I think I can hear my brother talking upstairs but I’m not sure. He doesn’t talk much and when he does it sounds angry. His voice used to sound like a rollercoaster and it would make me smile thinking of the sing song of it but not now. He had been sent on messages for Dad since he was old enough to walk to the shop on his own and old enough to be laughed at by the lads in hi-vis that get paid for doing not very much at all. It was around the time that things change for boys and he had firecrackers in his blood. He said he wouldn’t go to the shops anymore. He said it was too cold outside and he finished off by shouting that Dad could drive himself if he really wanted something. Dad didn’t say much but he did get mad in the eyes and teeth and later he lit up the side of my brother’s arm with a match, holding it against him with his angry Dad thumb, and I think that was the last time I heard my brother shout.
I can hear a stereo playing through the walls and the music is soft like marshmallows. Kids on the other side of the wall are dancing. I can hear them laugh and teach each other a sequence. Their voices sound like caramel and I bet I’m older than them. I wouldn’t dance around the place and I say that to them in a whisper in case they can hear me. I like music though. There is a guitar upstairs that someone once tried to learn and I think about playing it sometimes. Dad changed the strings a while ago and he played a chord and said that it sounded like a bird but then he ignored it for long enough that you can write your name in the dust.
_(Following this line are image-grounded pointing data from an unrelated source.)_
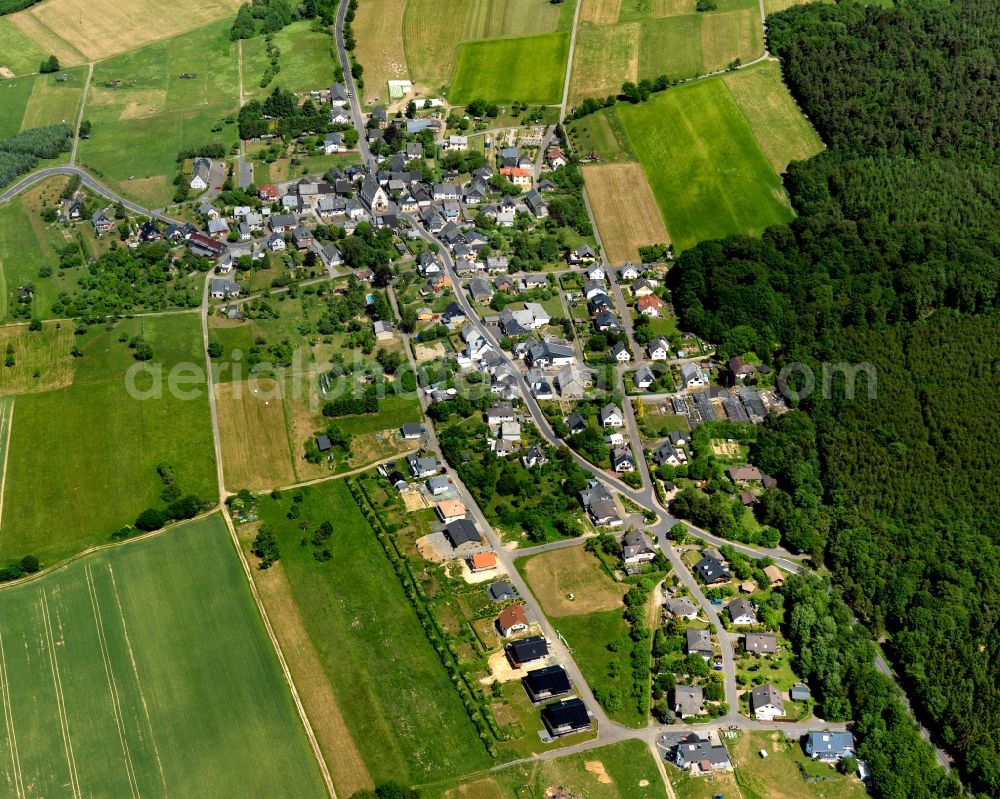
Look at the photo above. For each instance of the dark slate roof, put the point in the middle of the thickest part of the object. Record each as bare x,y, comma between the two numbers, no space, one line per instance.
462,531
569,712
551,679
528,649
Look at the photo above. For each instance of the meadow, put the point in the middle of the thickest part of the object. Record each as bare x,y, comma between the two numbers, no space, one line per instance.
378,30
27,243
782,774
256,452
14,97
307,60
53,101
19,54
491,19
591,622
83,459
623,770
403,713
681,45
554,576
529,69
118,674
78,31
781,130
140,126
625,210
704,166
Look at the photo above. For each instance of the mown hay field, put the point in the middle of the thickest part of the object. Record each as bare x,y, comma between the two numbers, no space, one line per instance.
625,210
145,670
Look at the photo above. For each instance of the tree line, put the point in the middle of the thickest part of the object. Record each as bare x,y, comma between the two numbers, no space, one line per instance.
892,261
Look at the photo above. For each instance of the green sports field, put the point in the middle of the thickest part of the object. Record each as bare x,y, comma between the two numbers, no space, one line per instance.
145,670
403,713
529,69
141,125
704,166
83,458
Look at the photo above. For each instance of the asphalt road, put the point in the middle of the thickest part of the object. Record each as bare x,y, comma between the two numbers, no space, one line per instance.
92,184
345,63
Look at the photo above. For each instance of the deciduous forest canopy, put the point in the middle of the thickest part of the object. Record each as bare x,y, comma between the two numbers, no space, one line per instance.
893,261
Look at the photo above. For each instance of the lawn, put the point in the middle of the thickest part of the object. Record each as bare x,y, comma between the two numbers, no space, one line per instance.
673,46
27,244
53,101
139,127
605,57
378,28
20,55
554,576
402,711
625,210
256,452
779,776
118,672
83,459
781,130
704,166
623,770
603,134
529,69
429,39
14,97
78,31
307,61
491,19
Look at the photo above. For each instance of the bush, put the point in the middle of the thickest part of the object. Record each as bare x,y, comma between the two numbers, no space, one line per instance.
151,519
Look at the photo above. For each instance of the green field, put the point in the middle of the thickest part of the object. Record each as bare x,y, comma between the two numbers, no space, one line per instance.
783,132
707,172
306,59
529,69
83,459
623,770
491,19
679,45
53,101
403,713
145,670
14,96
17,52
139,127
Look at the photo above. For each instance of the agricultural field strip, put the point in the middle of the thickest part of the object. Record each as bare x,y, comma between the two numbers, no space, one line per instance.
116,710
60,698
135,673
6,422
8,717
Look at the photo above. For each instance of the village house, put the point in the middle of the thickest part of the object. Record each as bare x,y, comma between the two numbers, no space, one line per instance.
760,644
636,548
659,349
611,416
689,700
766,703
450,510
566,717
741,612
546,683
700,756
513,620
462,533
692,376
526,650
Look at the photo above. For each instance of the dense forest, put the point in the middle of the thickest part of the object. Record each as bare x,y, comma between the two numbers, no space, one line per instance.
893,261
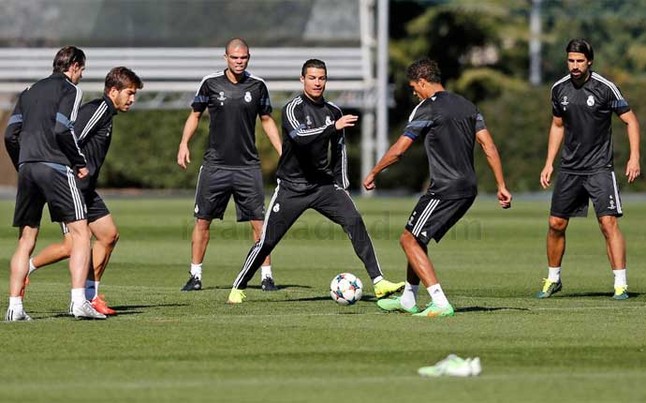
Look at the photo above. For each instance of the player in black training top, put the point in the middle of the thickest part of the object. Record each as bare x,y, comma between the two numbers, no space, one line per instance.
450,126
582,107
94,130
42,144
312,174
234,98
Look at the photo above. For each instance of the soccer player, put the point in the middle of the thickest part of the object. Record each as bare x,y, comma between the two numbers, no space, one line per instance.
310,178
234,98
94,130
582,107
450,126
41,142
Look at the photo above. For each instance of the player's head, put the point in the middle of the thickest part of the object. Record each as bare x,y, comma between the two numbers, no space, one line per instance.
70,61
421,75
314,78
580,56
236,54
121,85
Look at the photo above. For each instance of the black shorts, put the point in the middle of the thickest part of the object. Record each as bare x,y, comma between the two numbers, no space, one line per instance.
41,183
96,208
215,185
433,217
572,194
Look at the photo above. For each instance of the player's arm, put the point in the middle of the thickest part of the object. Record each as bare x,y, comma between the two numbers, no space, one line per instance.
483,137
12,134
394,154
190,127
64,130
271,130
557,132
632,128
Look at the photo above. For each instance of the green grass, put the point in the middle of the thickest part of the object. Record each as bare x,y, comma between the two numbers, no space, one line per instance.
296,345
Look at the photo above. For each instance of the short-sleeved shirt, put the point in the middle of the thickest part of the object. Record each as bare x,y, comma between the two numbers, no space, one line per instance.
233,109
586,112
448,124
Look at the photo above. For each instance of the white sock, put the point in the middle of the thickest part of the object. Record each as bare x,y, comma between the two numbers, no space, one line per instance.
265,272
437,295
196,270
90,289
15,303
409,296
31,266
78,296
554,274
620,277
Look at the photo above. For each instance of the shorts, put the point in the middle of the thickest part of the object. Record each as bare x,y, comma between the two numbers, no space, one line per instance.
215,185
96,208
432,217
572,194
41,183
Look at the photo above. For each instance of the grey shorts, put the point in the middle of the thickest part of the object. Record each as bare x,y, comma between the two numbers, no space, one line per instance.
572,195
216,185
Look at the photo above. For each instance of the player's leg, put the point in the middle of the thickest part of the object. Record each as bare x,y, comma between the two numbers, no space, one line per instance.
337,205
607,204
249,196
106,236
284,209
569,199
432,218
212,194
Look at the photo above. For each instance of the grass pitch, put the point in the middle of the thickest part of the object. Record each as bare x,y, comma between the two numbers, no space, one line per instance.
297,345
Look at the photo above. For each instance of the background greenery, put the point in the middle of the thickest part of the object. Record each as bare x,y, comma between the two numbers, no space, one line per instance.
297,345
482,48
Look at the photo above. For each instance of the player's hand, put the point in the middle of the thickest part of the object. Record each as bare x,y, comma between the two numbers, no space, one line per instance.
546,174
504,198
346,121
183,156
82,172
369,182
632,170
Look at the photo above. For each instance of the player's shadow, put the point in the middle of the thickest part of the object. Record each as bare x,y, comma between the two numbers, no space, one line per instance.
488,309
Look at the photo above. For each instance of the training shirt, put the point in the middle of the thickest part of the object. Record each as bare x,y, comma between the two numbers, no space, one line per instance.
41,126
94,130
586,113
313,149
233,109
447,123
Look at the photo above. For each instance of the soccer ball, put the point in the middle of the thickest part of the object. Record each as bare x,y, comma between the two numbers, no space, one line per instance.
346,289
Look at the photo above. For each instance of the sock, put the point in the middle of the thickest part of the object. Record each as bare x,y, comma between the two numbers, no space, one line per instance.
90,289
437,295
31,266
620,277
409,296
78,296
15,303
265,272
196,270
554,274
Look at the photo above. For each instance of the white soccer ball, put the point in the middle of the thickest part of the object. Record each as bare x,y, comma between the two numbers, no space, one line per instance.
346,289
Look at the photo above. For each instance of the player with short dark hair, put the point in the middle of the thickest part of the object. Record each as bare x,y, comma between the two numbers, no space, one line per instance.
450,126
310,178
42,145
234,98
94,130
582,107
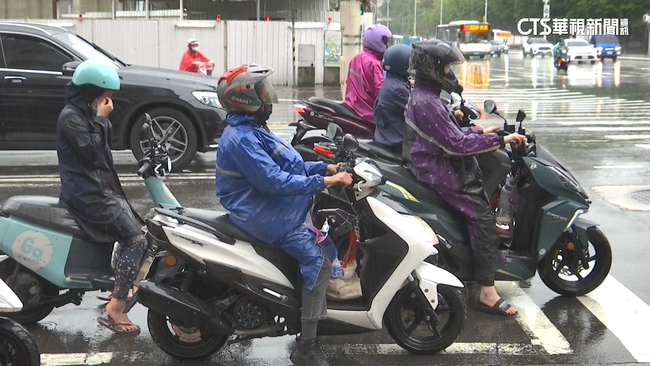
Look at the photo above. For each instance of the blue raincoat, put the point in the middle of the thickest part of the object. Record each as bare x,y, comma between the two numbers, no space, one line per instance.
268,189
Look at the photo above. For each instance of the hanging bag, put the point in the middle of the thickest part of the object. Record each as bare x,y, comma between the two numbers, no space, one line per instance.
347,287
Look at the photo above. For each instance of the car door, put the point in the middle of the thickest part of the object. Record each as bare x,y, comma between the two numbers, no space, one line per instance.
32,89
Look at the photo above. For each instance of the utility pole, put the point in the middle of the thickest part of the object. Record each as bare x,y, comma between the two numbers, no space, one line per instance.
485,15
415,18
294,14
388,13
547,11
351,29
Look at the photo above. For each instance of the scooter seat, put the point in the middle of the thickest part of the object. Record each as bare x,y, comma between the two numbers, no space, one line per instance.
403,177
42,211
340,108
221,222
382,152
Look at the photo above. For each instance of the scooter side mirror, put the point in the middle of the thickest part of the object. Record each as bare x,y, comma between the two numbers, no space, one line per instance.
334,131
521,115
350,143
489,106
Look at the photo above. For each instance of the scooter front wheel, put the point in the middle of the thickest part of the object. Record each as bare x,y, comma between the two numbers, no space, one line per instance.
17,345
562,271
182,342
407,323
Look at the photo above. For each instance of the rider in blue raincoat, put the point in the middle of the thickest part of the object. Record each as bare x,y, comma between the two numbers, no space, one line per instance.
268,189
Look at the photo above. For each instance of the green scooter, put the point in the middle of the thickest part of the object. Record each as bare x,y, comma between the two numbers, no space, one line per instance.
572,255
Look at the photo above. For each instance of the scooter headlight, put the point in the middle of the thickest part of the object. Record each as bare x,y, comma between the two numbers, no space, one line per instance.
568,181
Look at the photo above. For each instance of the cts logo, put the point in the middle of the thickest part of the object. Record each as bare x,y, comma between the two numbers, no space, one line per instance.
541,21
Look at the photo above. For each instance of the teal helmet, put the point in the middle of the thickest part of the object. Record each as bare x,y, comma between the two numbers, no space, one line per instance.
97,74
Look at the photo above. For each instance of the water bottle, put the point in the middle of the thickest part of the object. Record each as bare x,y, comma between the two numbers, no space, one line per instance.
504,211
337,268
117,250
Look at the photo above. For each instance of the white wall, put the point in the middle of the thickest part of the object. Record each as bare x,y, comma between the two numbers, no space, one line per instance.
161,42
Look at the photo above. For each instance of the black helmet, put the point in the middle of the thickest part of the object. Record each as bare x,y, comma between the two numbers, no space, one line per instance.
396,59
429,58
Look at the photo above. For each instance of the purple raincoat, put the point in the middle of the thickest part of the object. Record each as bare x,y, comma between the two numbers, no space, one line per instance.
365,77
443,155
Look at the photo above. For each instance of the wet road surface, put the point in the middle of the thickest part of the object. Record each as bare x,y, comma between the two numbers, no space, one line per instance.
593,120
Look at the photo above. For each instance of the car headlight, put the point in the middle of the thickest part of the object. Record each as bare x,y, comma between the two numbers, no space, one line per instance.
428,234
208,98
568,181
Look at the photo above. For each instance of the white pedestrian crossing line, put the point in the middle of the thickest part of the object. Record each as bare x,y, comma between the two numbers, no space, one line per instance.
533,320
624,314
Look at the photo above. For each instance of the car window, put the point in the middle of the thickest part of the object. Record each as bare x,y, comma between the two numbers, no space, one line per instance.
31,53
577,43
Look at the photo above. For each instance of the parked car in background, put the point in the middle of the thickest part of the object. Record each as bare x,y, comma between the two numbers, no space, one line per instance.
498,48
580,50
36,63
538,46
607,46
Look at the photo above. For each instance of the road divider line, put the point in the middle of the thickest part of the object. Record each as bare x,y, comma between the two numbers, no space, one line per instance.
533,320
597,129
74,359
618,166
598,122
510,349
628,137
624,314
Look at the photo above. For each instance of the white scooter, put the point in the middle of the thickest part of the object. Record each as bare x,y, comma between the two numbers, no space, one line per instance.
17,346
211,284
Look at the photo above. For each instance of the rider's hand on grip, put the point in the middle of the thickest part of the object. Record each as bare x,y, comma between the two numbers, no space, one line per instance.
516,138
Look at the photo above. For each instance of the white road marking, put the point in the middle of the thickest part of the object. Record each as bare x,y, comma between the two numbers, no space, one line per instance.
510,349
623,313
594,129
533,320
74,359
598,122
618,166
628,137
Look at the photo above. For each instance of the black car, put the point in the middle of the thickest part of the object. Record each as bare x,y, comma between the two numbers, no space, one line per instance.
36,63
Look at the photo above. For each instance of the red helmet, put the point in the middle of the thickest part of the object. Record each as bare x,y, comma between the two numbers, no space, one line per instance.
246,89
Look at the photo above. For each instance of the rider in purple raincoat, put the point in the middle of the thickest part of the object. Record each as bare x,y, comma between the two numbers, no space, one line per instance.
443,155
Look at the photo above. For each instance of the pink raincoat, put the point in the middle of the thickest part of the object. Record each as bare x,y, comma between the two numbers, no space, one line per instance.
365,77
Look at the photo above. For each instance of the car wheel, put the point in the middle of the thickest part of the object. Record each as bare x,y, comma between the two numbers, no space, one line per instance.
182,142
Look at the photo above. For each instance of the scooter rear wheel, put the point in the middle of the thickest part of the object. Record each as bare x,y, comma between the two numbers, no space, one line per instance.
17,346
404,318
562,260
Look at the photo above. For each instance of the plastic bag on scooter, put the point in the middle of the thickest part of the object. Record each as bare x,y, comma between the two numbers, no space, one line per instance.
347,287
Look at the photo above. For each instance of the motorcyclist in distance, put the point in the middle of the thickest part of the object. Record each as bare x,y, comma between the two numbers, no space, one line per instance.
366,75
388,112
443,156
557,51
268,189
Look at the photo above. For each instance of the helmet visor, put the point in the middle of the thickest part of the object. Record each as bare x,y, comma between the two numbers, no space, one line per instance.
453,57
266,91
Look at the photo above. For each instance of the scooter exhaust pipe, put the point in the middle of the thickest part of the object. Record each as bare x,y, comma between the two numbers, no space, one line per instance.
182,306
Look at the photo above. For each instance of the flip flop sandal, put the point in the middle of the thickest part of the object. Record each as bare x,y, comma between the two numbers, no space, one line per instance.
114,326
109,297
500,308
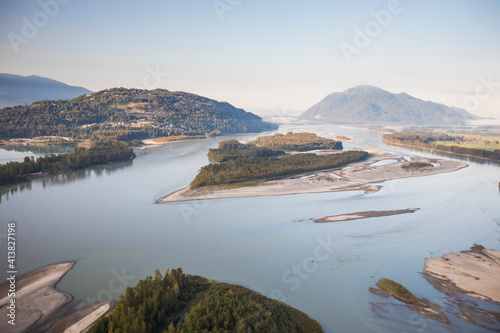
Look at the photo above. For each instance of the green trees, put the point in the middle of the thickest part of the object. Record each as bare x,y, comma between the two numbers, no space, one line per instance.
243,169
101,151
128,114
426,140
297,142
179,302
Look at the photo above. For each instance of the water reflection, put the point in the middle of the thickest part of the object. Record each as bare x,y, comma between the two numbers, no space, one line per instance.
61,179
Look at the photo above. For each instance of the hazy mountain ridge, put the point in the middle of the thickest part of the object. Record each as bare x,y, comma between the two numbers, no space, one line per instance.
20,90
367,104
129,113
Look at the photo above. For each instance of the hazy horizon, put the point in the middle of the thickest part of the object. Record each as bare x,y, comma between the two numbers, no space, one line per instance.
281,57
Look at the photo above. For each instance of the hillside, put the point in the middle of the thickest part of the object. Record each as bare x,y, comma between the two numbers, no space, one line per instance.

I can hear my sister walking across the landing, slow at first but she quickens and slams the door. They are shouting, my sister and brother; blunt bursts of it and now I hear him joining in, losing the thin breath of patience he has left, pulling at drawers, his words sounding chewy.
It is night time and the house is full of sounds; a fist hitting the door, our maybe-dog barking at the coal red sky. A hand twisting the handle and a foot kicking the wood when it doesn’t turn. The microwave bell. A car horn. YouTube videos about a computer game. A mobile phone. A knock at some door that isn’t ours. The dull thunder of their words and a line of nail polish bottles rolling off a dresser upstairs. Their happy next door dancing. The pressure he rests on her shoulder to hold her steady and her voice, keening, shouting at him to leave her alone. I can hear the low hum of bees.
The television is frost white and empty and my sister had been growing her hair for almost ten years.